Sadece bir süre bende kalacaktı, odamda güvende olacaktı. Sonra yetmiş iki bin liralık sorumluluktan kurtulacaktım. ''Pekâlâ, öyle olsun,'' dediğim sırada kulaklara doluşan zil sesi ile Ege, refleks ile çantasını toparlamaya başladı.
''Kaçıncı saatteyiz?'' diye sordum, ders vakitlerini karıştırmış bir halde. ''İstersen son saatte olalım, burayı hala toplamadık,'' dedi, yukarı kattan gelen öğrencilerin gürültüsüne göz devirerek.
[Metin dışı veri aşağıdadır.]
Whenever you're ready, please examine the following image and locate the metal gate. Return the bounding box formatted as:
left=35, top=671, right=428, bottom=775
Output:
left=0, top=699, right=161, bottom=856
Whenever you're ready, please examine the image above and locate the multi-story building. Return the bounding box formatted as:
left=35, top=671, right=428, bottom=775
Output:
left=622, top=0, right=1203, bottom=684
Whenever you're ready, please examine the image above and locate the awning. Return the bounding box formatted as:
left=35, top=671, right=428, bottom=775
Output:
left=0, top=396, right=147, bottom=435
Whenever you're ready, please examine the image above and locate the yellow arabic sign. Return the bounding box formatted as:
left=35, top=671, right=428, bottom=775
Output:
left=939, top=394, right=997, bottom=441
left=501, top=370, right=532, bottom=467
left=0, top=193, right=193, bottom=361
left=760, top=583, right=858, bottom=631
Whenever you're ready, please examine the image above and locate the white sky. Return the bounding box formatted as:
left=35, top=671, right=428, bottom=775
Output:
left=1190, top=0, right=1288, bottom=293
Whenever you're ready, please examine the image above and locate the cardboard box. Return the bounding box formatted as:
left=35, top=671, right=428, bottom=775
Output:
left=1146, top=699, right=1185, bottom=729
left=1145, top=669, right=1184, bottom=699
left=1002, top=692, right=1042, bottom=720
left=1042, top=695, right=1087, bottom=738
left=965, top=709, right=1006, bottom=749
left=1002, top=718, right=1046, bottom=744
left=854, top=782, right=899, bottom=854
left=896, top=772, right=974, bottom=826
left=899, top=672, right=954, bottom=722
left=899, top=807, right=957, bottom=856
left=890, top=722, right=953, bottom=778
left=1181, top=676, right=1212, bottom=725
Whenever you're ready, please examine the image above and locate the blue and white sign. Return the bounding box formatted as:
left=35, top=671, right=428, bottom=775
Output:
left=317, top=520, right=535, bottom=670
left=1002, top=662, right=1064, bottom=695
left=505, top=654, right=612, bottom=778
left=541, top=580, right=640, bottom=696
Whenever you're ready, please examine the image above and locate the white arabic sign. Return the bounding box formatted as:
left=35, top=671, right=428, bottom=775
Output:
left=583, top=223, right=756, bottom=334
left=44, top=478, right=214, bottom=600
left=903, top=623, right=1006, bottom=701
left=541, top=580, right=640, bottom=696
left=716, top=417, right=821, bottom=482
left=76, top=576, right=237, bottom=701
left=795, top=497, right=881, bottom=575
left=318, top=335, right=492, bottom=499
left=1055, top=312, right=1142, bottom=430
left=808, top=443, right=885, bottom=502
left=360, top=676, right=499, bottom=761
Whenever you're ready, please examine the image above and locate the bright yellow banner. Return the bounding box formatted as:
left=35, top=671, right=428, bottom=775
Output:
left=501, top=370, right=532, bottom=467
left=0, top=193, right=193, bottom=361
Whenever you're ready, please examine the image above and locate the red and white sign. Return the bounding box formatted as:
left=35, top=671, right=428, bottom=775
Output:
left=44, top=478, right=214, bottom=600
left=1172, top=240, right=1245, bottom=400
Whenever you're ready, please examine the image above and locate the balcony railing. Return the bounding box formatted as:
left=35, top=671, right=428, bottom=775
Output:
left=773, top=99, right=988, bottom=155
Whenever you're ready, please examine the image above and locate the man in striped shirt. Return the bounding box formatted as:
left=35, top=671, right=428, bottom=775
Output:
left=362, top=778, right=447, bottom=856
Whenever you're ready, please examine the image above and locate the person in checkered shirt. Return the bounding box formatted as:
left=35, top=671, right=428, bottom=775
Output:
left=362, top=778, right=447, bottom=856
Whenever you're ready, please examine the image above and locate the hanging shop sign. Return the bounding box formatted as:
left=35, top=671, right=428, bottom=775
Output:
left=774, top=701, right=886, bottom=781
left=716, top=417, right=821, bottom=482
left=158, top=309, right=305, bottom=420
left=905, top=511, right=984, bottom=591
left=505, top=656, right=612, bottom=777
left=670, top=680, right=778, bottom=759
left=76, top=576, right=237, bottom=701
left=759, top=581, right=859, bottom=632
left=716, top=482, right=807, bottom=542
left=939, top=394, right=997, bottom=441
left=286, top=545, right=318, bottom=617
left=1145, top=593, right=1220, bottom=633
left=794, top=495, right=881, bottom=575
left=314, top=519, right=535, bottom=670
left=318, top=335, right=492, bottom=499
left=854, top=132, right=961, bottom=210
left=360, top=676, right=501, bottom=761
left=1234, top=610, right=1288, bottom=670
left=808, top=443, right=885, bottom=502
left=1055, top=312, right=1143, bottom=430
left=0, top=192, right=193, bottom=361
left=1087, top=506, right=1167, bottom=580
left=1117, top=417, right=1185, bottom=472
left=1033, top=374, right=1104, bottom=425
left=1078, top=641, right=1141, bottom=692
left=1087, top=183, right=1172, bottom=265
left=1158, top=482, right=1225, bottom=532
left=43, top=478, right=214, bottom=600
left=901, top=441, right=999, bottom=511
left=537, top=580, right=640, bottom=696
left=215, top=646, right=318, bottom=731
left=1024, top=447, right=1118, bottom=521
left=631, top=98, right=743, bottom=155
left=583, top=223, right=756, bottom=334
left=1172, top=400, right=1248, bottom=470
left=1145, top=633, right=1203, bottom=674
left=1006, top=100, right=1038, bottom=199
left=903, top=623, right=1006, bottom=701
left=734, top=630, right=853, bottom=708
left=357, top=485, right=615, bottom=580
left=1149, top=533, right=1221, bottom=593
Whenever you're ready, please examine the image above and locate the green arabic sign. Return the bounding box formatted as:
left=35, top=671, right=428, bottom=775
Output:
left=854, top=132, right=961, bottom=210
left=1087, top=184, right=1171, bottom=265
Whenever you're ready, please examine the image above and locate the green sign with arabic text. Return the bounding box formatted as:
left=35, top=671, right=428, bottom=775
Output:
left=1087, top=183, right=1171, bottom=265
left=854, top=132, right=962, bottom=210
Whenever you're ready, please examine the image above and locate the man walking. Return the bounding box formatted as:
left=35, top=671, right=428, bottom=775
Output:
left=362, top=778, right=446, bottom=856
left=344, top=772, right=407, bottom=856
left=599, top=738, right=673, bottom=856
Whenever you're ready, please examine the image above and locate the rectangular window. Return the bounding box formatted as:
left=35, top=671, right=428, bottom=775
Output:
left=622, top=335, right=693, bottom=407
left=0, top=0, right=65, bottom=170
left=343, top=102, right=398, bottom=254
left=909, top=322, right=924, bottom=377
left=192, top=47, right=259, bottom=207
''Hocalar şimdi kontrole gelir, biran önce başlayalım.''
Ege başını kaldırıp dik dik bana baktı. ''Çok oyalandık Mercan, okul çıkışını bekleyemeyiz,'' dedi. ''Kızları kurtarmak istiyorsak, katil yola çıkmadan polislere ulaşmamız gerekir.''
''Telefonlarımız yok,'' dedim. Aniden konunun değişmesini yadırgamamış, aksine Selen ve Alara'nın yeniden aklıma düşmesi ile amansız bir telaşa kapılmıştım. ''Şimdi arkadaşlardan isteyeceğim, biri getirir herhalde,'' dedi ve çantasının fermuarını çekip kucağıma koydu. ''Sen bekle, geliyorum şimdi.''

Ayaklandı, hızlı bir şekilde laboratuvardan çıkıp bodrumun koridorlarında koştu. Gözlerim açık kapının ardında öylece Ege'yi beklerden aniden görüş açıma giren ve beklediğimden daha erken gelmiş olan sarışın çocuğa hayretlerle baktım. Zira, resmen çığlık atarak bana doğru sürükleniyordu.
''Geç bakayım şuraya!'' diye bağıran matematik hocamızın ince-uzun parmaklarının Ege'nin kulağına yapışmış bir halde, eziyet etmekle niyetlenerek çekiştirildiğini görmemle, kucağımdaki çantayı düşürüverdim.
''Kaçacağını biliyordum!'' diye bir özgüvenle bağıran hocamız, Ege'nin kulağını daha da çekiştirmeye başladı. Ege, kulağının acısından iki büklüm duran bedeni ile küfürler savurarak hocaya yalvardı. ''Ya hoca! Sadece tuvalete gidecektim! İki dakika işemeyelim de prostat mı olalım yani! Nereye çöğdüreyim?''
''Aha da oradaki saksıya!'' diye yükselen hoca, Ege'nin kulağını bir hışımla bıraktı. ''Laboratuvarların tuvaleti yok mu çocuğum, kimi kandırıyorsun sen?'' diye söylendi hoca. ''Hocam, orası leş gibi... Vallahi enfeksiyon kaparım, uçkurumu koparırlar.''

Ege'nin tuhaf tabirleri, hocayı ikna etmek için yeterli olmadı. Ege tuvalete gitmek için bin bir türlü dil döktü, kantine uğrayıp atıştırmalık alacağını söyledi, müdür yardımcısının kendisini çağırdığından ve temizlik malzemelerinin üst katta olduğundan dahi bahsetti ancak matematik hocası kurulmuş bir bebek misali aynı sözleri mırıldandı.
''Kesin talimat var, ne olursa olsun göndermem seni yukarıya.''
''Mercan gitsin?'' diye öneride bulundu ancak gittiğim yerden telefon bulamadan döneceğimi ona söyleyemedim. ''Olmaz, kaçarsınız diye emir verdiler.''
''Patlıcan yaptı dimi? Uçkurumuzdan olalım istiyor,'' diye sayıklayan Ege'ye hitaben ''Vallahi bende bu durumdan hoşnut değilim ama oturup da patlıcana dert anlatıp morarma gibi bir merakımda yok,'' dedi hocamız. Müdür yardımcısının emrinden hoşlanmadığı açıktı ancak müsamaha göstermiyordu.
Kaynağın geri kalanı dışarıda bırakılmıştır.